I’m originally from Cork city. I never had a garden. I didn’t know the difference between an annual and a perennial. I hadn’t a clue!

But I always had house plants and when I did get my first garden in the 90s, it just fascinated me to see the impact of each little thing that you would do, from how the insects would interact with certain flowers to what birds would be attracted to.

And so my interest grew from there.

When my youngest child was small, I decided to train as a florist. Originally I did use imported flowers, but I developed a rash that I could not shift, so I started investigating how commercial flowers were grown and it didn’t sit well with me. I remember watching a programme with Monty Don that featured two ladies in the UK who had started a flower farm and I thought, ‘You know what? I could do that!’

A gift of life

By then, I had moved to Drimoleague in west Cork. It just felt intuitive, but it is a challenging place to grow flowers: I’m about 600 feet above sea level, so for about five months, I’m suspended in low cloud.

When I got here, it was just a big, blank, 4ac field. There wasn’t even really an outlying hedgerow. There had been sheep here, and while it hadn’t been treated chemically, the biodiversity wasn’t great.

So how I actually started was by building corridors for the birds, which then gave home to the insects and it went from there. Today, there’s 0.75ac devoted to shrubs, woody perennials and things that only flower once, and then I’ve got numerous raised beds for outside crops and tunnels for season extension and more delicate flowers.

March to November would be the main growing season, but we are going all year round. For instance, we have recently partnered with Scarecrow Flowers in Dublin, supplying seasonal blooms 52 weeks of the year. We’ve also started working with selected Avoca stores and other florists, but customers can buy direct from the farm, and we do weddings as well.

People are buying into the journey behind our flowers, from seed right through to what they’re fed and their support for the whole biodiversity. Our flowers are ‘a gift of life’ because all that we grow and the methods we use are with the intention of keeping our bees alive and creating the air that we breathe.

Festive flowers

At the moment, it is more foliage – and berry – and twig-focused, though we’d have a limited amount of flowers, like scented narcissi, which I grow under cover. But the beauty at this time of year is incredible; like the winter willow, or the birch twigs or dogwoods or pine cones.

You just have to think a little bit outside the box and embrace what’s out there, rather than thinking, ‘I haven’t got that or that…’ It’s like vegetables.

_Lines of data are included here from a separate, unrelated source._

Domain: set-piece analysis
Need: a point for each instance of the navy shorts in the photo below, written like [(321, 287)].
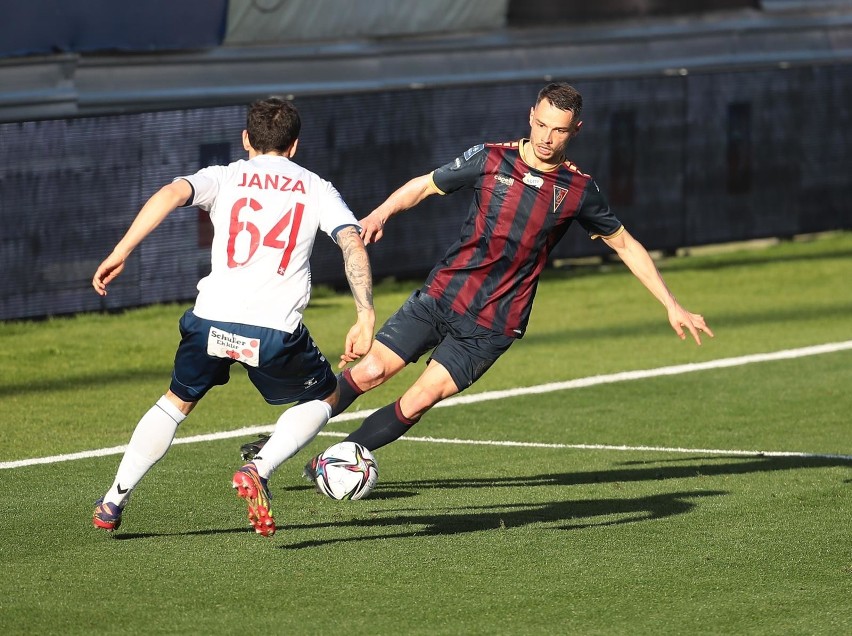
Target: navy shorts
[(464, 348), (284, 367)]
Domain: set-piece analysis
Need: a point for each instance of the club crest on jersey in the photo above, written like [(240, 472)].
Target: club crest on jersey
[(558, 196), (472, 151), (506, 181), (532, 180)]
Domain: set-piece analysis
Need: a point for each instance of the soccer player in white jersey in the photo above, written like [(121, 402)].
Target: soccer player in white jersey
[(266, 212)]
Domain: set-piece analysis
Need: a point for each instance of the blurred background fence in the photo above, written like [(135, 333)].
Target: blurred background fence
[(730, 122)]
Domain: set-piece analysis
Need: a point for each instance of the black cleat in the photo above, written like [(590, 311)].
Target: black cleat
[(251, 450)]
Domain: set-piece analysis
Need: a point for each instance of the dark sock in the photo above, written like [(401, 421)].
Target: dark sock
[(382, 427), (349, 392)]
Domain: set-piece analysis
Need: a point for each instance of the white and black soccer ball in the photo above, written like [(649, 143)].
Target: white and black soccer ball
[(346, 470)]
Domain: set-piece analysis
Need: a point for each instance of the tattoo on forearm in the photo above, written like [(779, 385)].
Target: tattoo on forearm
[(357, 267)]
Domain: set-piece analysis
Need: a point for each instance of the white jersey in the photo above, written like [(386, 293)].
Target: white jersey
[(265, 212)]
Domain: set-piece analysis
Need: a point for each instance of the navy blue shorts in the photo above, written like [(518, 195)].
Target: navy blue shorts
[(464, 348), (284, 367)]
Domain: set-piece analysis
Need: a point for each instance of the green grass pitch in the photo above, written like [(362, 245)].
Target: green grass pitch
[(461, 538)]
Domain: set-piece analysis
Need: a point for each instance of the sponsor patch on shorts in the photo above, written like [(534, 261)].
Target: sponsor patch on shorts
[(223, 344)]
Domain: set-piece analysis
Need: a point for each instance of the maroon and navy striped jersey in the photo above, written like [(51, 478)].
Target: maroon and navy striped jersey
[(517, 216)]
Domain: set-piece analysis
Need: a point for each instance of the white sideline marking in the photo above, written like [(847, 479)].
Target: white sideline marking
[(623, 376)]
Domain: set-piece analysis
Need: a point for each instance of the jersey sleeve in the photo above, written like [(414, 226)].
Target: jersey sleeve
[(335, 214), (595, 215), (461, 172), (205, 186)]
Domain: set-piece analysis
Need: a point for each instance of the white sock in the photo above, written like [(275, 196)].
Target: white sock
[(296, 427), (148, 444)]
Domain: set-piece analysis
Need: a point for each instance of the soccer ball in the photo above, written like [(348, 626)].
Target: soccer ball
[(346, 470)]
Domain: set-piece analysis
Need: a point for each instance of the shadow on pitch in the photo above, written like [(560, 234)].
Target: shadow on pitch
[(650, 471), (566, 515)]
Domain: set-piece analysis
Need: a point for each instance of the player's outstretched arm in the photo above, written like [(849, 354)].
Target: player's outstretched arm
[(406, 197), (360, 277), (157, 208), (636, 257)]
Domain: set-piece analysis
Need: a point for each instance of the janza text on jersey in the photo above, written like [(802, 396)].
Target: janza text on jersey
[(271, 182)]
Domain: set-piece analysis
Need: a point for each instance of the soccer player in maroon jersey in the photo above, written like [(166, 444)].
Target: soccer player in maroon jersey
[(476, 301)]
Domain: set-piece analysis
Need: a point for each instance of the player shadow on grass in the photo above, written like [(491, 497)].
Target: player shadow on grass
[(565, 515), (650, 471)]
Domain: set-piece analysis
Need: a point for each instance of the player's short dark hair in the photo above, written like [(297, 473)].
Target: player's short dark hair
[(564, 97), (273, 124)]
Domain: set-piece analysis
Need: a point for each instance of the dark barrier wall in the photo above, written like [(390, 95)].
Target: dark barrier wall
[(686, 160), (59, 26)]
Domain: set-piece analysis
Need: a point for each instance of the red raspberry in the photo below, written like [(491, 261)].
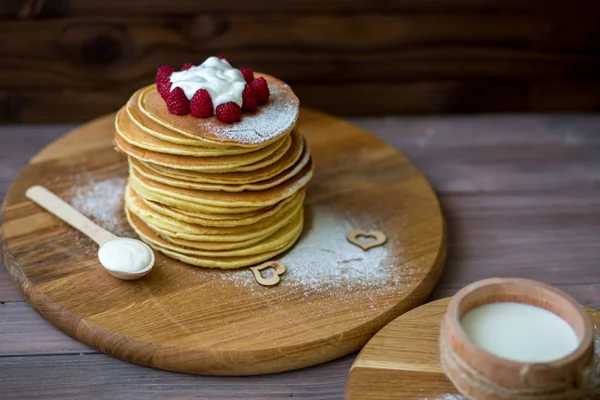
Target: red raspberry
[(261, 90), (229, 112), (248, 74), (248, 99), (163, 74), (201, 104), (164, 88), (177, 103)]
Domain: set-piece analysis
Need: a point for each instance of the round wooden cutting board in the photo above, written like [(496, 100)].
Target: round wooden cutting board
[(402, 360), (333, 298)]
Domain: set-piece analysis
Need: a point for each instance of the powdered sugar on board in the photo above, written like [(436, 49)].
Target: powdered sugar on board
[(268, 122), (102, 202), (322, 261)]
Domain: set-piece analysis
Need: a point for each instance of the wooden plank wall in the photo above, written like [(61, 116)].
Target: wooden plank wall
[(71, 60)]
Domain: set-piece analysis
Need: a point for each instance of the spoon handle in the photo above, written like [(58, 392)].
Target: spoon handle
[(57, 206)]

There is a reason why things are better when they are in season.

Our Christmas preparations are in full swing since mid-November, getting ready to make wreaths and swags, as well as preparing for our sustainable Christmas workshops. Christmas can be a time of waste, but we are trying to get people to use things that don’t have a negative environmental impact.

But working as a flower farmer is like working as any other farmer. You’re donning oil skins for about four months of the year, you can’t feel your fingers, you can’t feel your nose, you’re dripping wet, you’re bending.

The end product might be pretty to look at and might smell beautiful, but it is horticulture. And 97% of it is hard graft.

Christmas buzz

You always have to be three or four months ahead of yourself, using successional sowing and planting the right varieties. From January, I will have the hellebores as well as the scented narcissi, from

February the hyacinths, from March the anemones and tulips, from April the irises and sweet William… and then you’re rocking! I’m at the helm and I have WWOOFers (Worldwide Opportunities on Organic Farms) who help me out.

I’ll be working right up until 22 or 23 December and then I’ll try to take a two-week block as a break. But when it comes to decorating my own house for Christmas, I have to stop myself! I just love having nature inside when it’s so miserable outside.